May 16, 2016
Why does it matter to me so much that I feel balance and ease and beauty on the trail? I’m reading the blog of a woman hiking the Pacific Crest Trail. Her feet hurt. It’s hot. She thinks she has to walk further every day. She lost her first toenail and believes that just goes with the territory. Snakes. Poison oak. Poodle Dog Bush.
Her writing is alluring because I keep wondering how much worse it can get. Cold. Dirt. Fog. And all of it is baneful, and somehow necessary for pushing through.

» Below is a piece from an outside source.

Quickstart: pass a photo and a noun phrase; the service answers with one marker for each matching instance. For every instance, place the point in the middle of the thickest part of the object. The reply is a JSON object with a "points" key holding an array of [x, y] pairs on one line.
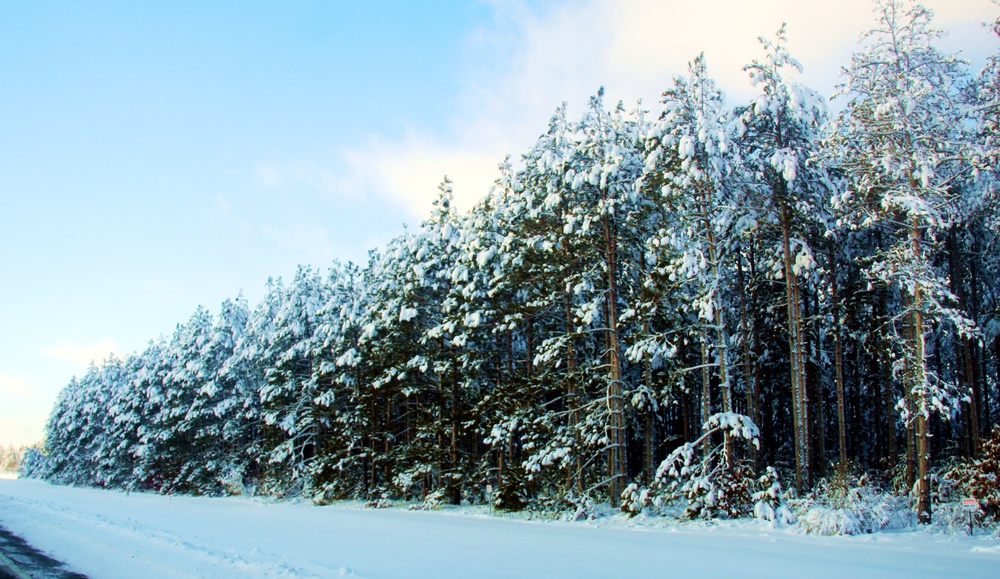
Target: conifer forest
{"points": [[710, 306]]}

Where is the beauty? Why not learn to breathe and meet the mountains? Walk a distance that feels good? Must it be a battle, an ordeal, a lonely, hellish march?

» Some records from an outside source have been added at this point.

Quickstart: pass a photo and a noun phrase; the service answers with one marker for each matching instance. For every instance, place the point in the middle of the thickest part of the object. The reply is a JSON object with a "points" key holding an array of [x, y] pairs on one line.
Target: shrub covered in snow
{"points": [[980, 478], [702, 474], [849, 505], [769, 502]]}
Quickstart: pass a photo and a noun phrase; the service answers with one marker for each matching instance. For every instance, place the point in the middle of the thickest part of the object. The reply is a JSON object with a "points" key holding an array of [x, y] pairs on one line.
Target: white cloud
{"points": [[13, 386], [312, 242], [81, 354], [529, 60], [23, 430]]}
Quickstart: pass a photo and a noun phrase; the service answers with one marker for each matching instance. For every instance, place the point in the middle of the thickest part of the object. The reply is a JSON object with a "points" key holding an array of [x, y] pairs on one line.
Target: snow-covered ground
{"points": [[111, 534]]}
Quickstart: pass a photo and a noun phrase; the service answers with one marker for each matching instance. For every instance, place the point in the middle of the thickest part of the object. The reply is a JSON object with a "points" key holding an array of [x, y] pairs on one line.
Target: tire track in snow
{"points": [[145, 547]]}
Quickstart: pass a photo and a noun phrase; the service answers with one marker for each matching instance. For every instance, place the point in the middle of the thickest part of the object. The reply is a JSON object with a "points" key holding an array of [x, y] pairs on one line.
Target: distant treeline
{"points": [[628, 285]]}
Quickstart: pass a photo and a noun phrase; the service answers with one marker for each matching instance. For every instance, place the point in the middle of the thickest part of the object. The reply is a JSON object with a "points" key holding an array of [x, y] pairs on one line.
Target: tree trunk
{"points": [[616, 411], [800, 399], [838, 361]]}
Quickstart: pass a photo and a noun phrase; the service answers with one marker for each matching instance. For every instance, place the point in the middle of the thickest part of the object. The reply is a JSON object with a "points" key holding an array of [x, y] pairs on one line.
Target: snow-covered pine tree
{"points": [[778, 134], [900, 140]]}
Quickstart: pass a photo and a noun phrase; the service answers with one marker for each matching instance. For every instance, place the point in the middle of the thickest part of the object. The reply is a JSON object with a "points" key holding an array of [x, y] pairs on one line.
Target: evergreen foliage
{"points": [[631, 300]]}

That’s not what I want my long walks to be, and yes, I have had tired feet and focused on making miles. I don’t see much point in walking 12 hours a day except to revel in Nature, however. For me, the athletic part is purely in service of drinking in one more view, another forest, another mountain.
Maybe this is all easy to say while sitting at home, and yet I’ve been where she’s suffering. I walked her hot stretch in the cool of the night marveling at yellow flowers lit by a brilliant full moon. I paced my steps and breathed to let the long climbs unfold like meditations, singing or reciting poetry. I want walking to be a fulfilling, enlivening way to move between heaven and earth, blending myself with the Oneness of everything.
That’s HeartSinging Walk. I believe it and strive for it.